Let $a,b,c$ are nonnegative real numbers such that $a^2+b^2+c^2=1$.
Prove the inequality $$\frac{a}{1+a^2}+\frac{b}{1+b^2}+\frac{c}{1+c^2}\le\frac{3\sqrt3}{4}$$
I tried the method of Lagrange multipliers and Jensen's inequality but I have not been proved this inequality
Consider the function $f(x)= \frac{\sqrt x}{1+x}$,
with the substitution that $x=a^2,y=b^2,z=c^2$, $\implies x+y+z=1$
we have a new expression $\frac{a}{1+a^2}+\frac{b}{1+b^2}+\frac{c}{1+c^2} \longrightarrow \frac{\sqrt x}{1+x}+ \frac{\sqrt y}{1+y} +\frac{\sqrt z}{1+z } \longrightarrow f(x)+f(y)+f(z)$
Differentiating $f(z)$ twice, we get negative second derivatives for $0 \le x\le 1$, so it is concave
by Jensen's inequality, we get $ f(\frac{x+y+z}{3}) \ge \frac{f(x)}{3} +\frac{f(y)}{3}+\frac{f(z)}{3} \implies \frac{\sqrt \frac{1}{3}}{1+\frac{1}{3}}\ge \frac{f(x)}{3} +\frac{f(y)}{3}+\frac{f(z)}{3}$
$\implies \frac{3\sqrt3}{4} \ge f(x)+f(y)+f(z)= \frac{a}{1+a^2}+\frac{b}{1+b^2}+\frac{c}{1+c^2}$
Substitute $a^2, b^2, c^2$ by $x, y, z$. Then we will try to bound $\sqrt{x}/(1+x)$ by a linear form of $x$. Consider a line tangent to the expression when the equality occurs i.e. when $x=1/3$. Evaluating $fâ(1/3)=3\sqrt{3}/16$, we find that such line is $y=\frac{3\sqrt{3}(x+1)}{16}$. By simple algebraic manipulation, $$\frac{\sqrt{x}}{1+x}\leq\frac{3\sqrt{3}(x+1)}{16}$$ is equivalent to $(3x-1)^2(3x^2+14x+27)\geq0$, which is obviously true. The desired result follows immediately.

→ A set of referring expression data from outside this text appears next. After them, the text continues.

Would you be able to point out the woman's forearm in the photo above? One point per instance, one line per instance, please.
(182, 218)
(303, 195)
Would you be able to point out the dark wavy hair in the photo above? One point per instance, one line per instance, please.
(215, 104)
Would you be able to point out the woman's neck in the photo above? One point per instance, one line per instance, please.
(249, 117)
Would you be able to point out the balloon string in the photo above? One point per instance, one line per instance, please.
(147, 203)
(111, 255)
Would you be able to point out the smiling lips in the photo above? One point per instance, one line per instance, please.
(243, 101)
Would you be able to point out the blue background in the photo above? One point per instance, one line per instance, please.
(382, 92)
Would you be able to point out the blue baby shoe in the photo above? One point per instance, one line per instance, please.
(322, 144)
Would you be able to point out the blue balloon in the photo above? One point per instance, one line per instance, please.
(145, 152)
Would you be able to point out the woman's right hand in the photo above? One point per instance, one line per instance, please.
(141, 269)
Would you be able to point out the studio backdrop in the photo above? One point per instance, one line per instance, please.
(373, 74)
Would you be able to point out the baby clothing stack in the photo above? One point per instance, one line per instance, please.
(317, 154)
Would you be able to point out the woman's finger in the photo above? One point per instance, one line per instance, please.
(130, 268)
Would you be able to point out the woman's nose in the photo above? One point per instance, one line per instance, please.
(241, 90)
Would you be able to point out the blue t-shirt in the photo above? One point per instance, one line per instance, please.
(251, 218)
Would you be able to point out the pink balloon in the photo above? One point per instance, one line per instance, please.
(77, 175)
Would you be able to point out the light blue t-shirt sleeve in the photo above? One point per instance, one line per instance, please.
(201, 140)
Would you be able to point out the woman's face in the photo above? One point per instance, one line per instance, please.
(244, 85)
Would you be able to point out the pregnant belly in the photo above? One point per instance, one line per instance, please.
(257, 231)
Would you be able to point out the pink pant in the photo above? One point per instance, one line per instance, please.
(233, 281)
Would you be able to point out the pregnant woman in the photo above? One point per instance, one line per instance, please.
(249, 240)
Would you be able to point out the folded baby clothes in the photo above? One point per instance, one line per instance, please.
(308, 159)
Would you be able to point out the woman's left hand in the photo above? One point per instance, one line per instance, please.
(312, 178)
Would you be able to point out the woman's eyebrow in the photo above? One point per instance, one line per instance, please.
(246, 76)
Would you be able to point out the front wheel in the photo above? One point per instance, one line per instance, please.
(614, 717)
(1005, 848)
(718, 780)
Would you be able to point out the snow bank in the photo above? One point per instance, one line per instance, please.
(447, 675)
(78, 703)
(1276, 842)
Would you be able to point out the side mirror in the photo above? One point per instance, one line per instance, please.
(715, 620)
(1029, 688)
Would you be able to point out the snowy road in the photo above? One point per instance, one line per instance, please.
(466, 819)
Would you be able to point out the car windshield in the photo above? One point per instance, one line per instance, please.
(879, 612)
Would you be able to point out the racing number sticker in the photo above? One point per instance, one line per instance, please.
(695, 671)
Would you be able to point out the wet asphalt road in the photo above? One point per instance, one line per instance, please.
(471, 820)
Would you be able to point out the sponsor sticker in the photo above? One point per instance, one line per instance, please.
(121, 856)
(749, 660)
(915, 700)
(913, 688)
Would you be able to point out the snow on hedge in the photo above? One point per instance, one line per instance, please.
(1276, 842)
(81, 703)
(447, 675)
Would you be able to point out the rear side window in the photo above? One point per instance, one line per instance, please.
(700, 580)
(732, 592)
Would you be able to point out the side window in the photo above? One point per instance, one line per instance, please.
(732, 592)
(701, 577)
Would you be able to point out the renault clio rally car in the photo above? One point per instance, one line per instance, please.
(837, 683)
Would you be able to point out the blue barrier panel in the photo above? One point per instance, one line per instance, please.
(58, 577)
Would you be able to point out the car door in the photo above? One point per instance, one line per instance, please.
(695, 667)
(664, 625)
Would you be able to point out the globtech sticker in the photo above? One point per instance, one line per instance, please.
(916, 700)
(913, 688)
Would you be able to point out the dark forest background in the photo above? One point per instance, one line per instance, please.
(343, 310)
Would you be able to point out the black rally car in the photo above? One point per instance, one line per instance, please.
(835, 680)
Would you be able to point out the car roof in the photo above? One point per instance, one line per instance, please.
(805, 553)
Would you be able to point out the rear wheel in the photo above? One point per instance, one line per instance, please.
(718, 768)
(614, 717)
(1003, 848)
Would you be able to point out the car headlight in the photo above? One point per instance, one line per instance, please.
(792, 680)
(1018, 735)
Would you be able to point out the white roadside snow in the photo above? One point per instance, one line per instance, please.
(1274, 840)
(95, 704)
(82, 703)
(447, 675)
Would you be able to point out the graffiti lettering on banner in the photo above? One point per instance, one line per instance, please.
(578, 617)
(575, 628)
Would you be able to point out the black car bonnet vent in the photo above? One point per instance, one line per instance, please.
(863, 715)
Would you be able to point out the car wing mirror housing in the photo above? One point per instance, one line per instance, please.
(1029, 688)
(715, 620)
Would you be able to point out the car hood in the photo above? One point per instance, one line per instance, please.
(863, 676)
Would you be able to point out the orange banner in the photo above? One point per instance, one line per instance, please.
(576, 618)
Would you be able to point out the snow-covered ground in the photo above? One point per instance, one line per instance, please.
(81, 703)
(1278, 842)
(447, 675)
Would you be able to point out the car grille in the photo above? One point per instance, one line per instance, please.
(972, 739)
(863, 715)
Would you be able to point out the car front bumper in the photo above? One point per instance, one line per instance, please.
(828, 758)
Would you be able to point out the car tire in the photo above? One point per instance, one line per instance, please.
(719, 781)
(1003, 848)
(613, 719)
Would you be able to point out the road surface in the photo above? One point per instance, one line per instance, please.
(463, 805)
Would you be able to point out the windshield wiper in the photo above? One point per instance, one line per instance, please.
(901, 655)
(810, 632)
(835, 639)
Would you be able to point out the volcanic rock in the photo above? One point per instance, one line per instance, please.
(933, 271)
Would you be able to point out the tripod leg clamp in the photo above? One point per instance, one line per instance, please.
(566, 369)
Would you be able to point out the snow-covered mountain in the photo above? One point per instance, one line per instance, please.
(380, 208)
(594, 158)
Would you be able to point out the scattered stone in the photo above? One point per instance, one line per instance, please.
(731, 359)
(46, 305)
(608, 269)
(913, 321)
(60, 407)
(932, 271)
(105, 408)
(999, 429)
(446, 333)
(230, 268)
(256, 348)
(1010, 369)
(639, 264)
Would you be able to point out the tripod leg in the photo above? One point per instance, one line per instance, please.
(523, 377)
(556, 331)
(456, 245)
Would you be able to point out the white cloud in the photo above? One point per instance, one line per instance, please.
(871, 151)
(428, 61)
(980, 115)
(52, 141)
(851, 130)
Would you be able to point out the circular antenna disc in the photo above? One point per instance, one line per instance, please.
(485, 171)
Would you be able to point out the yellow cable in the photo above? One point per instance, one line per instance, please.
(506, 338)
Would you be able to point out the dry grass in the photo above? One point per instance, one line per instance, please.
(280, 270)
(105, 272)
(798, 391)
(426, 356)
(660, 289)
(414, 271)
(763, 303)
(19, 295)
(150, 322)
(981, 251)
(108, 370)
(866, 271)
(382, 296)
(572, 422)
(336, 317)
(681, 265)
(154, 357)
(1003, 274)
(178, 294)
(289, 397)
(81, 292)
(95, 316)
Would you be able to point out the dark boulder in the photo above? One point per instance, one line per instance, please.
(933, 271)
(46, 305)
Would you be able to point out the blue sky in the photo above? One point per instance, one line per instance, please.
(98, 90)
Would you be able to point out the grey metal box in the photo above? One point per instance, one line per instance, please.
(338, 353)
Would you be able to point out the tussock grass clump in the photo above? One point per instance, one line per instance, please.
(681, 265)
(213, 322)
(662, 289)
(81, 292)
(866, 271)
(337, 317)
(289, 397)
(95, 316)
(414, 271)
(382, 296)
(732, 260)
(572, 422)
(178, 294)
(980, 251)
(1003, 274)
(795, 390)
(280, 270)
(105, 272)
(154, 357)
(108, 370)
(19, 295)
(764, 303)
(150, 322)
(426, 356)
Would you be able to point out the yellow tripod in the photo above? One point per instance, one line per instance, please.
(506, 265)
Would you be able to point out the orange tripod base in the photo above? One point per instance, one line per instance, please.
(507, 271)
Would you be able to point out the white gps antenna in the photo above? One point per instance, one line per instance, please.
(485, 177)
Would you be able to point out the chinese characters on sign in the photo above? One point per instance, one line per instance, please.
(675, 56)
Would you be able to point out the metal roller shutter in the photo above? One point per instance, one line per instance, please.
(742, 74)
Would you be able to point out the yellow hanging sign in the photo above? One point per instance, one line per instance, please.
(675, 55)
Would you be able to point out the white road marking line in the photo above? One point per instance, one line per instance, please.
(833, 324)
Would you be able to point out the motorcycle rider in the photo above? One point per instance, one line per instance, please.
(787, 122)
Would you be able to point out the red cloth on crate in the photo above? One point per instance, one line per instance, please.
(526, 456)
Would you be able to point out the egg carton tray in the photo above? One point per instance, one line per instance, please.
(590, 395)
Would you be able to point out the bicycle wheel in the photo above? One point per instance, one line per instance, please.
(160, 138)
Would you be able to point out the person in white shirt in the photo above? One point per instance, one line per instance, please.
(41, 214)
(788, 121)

Let $a=\frac{x}{\sqrt3}$, $b=\frac{y}{\sqrt3}$ and $c=\frac{z}{\sqrt3}.$
Thus, $x^2+y^2+z^2=3$ and we need to prove that $$\sum_{cyc}\frac{x}{3+x^2}\leq\frac{3}{4}$$ or $$\sum_{cyc}\left(\frac{1}{4}-\frac{x}{3+x^2}\right)\geq0$$ or $$\sum_{cyc}\frac{(x-1)(x-3)}{3+x^2}\geq0$$ or $$\sum_{cyc}\left(\frac{(x-1)(x-3)}{3+x^2}+\frac{x^2-1}{4}\right)\geq0$$ or $$\sum_{cyc}\frac{(x-1)^2(x^2+2x+9)}{3+x^2}\geq0,$$ which is obvious.
We see that the original inequality is true for all reals $a$, $b$ and $c$ such that $a^2+b^2+c^2=1.$